Ну и кстати:
КОРОТИЧ: Вы знаете, у меня был такой один бзик – я очень любил Гумилева. А он был запрещен напрочь. Я никогда не мог понять почему, это абсолютный русский империалист, такой же, как Тихонов, как Симонов, то же направление, и почему его надо запрещать? Он даже выгодный был для системы! И вот тут я позвонил Карпову, который был назначен председателем Союза писателей, Герой Советского Союза, но авторитет нулевой. Он мне на это жаловался, и я ему объяснил: ты сделай статью о Гумилеве, как офицер об офицере. И мы напечатали. Это было, в общем, интересно, потому что мы напечатали и книжечку "Библиотечки", и подборку Гумилева. И это было как звонок, потому что вдруг люди увидели, что это, оказывается, можно.

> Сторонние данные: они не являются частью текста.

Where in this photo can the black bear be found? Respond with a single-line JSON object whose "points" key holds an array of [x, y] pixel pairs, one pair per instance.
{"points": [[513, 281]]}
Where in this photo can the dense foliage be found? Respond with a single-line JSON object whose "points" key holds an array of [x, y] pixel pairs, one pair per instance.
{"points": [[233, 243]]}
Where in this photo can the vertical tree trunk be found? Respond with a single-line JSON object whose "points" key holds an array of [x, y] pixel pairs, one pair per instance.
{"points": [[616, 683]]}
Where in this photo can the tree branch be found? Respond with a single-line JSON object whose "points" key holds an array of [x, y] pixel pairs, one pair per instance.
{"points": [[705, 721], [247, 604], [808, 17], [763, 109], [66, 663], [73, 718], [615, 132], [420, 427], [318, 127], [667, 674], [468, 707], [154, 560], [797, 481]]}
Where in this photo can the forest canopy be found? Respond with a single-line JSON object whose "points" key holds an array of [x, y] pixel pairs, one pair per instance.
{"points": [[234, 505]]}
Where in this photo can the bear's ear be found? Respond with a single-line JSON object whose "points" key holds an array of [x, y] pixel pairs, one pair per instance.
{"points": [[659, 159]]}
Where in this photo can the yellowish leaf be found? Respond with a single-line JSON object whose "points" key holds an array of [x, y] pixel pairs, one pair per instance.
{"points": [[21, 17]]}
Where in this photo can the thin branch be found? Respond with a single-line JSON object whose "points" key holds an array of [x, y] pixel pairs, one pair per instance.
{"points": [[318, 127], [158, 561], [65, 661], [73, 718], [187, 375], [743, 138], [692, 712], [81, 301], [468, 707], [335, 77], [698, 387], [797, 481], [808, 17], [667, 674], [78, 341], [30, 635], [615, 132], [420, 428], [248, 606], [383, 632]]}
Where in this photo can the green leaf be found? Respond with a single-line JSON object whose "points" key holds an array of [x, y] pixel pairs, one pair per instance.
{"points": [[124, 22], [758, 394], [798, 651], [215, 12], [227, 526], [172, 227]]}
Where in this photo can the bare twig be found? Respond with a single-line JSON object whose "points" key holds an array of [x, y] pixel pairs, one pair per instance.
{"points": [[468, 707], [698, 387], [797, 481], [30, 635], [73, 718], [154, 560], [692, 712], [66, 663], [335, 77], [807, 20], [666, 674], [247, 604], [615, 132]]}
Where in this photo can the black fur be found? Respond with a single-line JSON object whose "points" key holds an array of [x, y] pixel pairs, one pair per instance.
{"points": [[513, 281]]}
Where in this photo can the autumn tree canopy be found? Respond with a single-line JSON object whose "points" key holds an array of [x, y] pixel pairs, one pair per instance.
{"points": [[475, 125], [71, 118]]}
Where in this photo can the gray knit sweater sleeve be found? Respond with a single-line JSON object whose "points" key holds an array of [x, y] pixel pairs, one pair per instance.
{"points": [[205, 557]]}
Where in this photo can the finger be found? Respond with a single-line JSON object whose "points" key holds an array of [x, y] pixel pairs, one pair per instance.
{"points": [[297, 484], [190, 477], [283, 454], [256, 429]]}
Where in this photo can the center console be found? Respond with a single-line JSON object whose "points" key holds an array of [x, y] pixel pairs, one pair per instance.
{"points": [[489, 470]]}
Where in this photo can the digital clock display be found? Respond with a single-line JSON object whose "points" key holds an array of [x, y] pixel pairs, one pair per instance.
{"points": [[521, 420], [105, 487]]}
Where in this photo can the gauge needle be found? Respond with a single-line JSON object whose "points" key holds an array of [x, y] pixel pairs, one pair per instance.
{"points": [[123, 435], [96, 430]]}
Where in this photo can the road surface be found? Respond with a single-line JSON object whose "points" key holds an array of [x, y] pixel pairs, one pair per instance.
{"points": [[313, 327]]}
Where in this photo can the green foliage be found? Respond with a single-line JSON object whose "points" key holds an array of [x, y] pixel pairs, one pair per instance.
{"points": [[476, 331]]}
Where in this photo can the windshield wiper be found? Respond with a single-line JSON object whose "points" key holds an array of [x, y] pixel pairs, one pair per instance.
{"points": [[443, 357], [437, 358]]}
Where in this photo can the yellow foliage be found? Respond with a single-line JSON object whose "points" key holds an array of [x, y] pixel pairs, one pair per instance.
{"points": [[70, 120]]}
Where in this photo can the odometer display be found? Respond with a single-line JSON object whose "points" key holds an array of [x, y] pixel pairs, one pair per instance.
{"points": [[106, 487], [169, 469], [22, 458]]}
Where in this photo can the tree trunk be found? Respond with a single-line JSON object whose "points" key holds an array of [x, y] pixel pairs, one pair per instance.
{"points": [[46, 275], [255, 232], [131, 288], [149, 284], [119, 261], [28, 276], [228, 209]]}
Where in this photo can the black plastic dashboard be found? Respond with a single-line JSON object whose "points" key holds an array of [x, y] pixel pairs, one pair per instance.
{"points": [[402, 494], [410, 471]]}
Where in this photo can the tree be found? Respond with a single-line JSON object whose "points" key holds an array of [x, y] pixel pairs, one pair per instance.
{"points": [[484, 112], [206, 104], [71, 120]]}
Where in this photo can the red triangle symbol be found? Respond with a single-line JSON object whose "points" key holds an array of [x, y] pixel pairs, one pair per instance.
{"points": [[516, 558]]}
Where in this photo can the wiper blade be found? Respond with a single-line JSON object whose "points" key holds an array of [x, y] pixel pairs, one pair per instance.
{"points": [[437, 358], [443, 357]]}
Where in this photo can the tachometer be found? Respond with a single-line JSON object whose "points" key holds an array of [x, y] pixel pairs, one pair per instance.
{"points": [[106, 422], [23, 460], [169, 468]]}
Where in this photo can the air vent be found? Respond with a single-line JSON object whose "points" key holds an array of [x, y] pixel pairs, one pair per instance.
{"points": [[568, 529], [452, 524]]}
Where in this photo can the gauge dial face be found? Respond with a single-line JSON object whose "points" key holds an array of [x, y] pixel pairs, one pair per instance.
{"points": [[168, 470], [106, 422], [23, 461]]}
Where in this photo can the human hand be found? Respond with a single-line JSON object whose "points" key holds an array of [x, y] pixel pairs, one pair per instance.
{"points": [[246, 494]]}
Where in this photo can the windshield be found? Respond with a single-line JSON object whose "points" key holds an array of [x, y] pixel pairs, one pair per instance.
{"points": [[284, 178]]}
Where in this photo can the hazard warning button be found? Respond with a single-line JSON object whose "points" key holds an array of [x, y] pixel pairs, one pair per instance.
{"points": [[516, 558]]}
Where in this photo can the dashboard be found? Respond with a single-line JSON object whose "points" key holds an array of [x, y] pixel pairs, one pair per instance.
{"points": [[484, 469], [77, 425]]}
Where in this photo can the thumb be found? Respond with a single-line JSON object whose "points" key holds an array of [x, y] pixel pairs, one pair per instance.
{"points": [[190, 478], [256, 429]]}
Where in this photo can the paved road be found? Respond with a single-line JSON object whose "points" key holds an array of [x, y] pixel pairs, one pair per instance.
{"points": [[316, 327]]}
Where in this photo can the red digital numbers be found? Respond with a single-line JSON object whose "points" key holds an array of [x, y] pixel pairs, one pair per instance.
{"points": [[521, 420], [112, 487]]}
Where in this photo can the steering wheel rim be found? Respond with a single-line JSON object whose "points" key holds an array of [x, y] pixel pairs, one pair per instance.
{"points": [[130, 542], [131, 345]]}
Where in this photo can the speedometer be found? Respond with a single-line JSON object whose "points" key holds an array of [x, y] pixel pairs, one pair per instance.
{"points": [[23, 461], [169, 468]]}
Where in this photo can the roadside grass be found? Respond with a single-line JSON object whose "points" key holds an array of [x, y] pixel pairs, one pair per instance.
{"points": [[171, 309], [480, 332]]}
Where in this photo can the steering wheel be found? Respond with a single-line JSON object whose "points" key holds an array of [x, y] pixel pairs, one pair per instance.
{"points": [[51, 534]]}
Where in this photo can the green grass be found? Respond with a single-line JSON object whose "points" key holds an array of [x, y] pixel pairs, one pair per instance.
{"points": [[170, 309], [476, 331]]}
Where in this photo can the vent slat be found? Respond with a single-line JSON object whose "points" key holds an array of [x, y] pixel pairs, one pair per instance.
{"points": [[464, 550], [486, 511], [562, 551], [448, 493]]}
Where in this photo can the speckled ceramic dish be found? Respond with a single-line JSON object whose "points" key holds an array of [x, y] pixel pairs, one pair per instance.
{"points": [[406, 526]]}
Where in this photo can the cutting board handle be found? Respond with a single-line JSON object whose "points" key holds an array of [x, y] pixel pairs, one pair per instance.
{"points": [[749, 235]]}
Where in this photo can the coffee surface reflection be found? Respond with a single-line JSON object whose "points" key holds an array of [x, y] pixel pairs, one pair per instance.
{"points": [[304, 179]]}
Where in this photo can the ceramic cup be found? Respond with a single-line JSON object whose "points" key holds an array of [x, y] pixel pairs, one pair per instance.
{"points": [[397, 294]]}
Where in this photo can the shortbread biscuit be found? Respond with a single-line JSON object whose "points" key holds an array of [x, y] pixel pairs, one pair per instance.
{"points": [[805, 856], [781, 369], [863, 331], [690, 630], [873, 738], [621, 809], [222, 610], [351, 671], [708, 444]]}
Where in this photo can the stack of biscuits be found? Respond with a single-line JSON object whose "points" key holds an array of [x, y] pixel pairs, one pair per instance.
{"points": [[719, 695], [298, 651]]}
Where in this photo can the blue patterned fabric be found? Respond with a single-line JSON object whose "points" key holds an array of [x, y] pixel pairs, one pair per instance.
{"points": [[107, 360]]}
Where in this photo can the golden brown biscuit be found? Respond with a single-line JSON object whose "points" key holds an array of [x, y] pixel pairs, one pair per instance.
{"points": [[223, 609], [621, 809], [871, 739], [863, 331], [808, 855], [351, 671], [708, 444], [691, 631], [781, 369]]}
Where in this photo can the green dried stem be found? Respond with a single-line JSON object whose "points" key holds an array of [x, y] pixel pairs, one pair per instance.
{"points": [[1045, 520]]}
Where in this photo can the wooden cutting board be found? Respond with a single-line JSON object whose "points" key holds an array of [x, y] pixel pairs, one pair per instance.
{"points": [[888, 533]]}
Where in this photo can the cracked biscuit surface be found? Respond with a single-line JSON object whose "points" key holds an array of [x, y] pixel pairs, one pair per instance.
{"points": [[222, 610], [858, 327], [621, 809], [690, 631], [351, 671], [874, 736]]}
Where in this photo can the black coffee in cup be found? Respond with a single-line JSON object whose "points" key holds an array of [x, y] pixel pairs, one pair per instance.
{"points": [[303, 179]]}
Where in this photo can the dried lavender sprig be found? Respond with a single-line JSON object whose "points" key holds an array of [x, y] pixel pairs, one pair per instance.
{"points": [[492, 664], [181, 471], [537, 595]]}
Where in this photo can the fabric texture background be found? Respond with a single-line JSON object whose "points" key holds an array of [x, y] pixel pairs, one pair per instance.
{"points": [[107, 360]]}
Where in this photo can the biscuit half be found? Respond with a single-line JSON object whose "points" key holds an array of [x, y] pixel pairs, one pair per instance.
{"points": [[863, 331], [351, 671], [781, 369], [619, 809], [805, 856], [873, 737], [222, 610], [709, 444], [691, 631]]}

КАШИН: А в ЦК на это как отреагировали?
КОРОТИЧ: Вызвал меня Лигачев и говорят: "Как вы додумались напечатать Гумилева?" А я его из Америки привез пять томов собрания сочинений, незаконно, конечно. Ну, что я ему скажу? Я говорю: "Вот, нравится, большой патриот России, большой человек". И тогда Лигачев подходит к двери, и над дверью у него такая раздвижная полка, он ее раздвигает, вынимает оттуда книгу и говорит: "Вот томик, все, что мог достать Гумилева, перепечатывал и переплел. У нас же в ЦК есть переплетная мастерская". В сафьяновых переплетах. И я задаю ему совершенно дурацкий вопрос: "Слушайте, вы-то с вашей должностью не могли, что ли, дать команду, чтобы его печатали нормально, в типографии?" - "Ой, все не так просто, Виталий", - сказал он. То есть я оказался сильнее, чем он. И он как-то проникся к этому.
КАШИН: Но дружбы у вас при этом не получилось.
КОРОТИЧ: Не полчилось, да. Вокруг Лигачева очень быстро собралась такая русопятая группировка, я терпеть этого не могу. Какие-то люди чуть ли не смазных сапогах сидели у него в приемной, говорили, что тот, кто выступает против Лигачева, выступает против России, это дословные слова Валентина Распутина. А я с этими людьми уже был в плохих отношениях.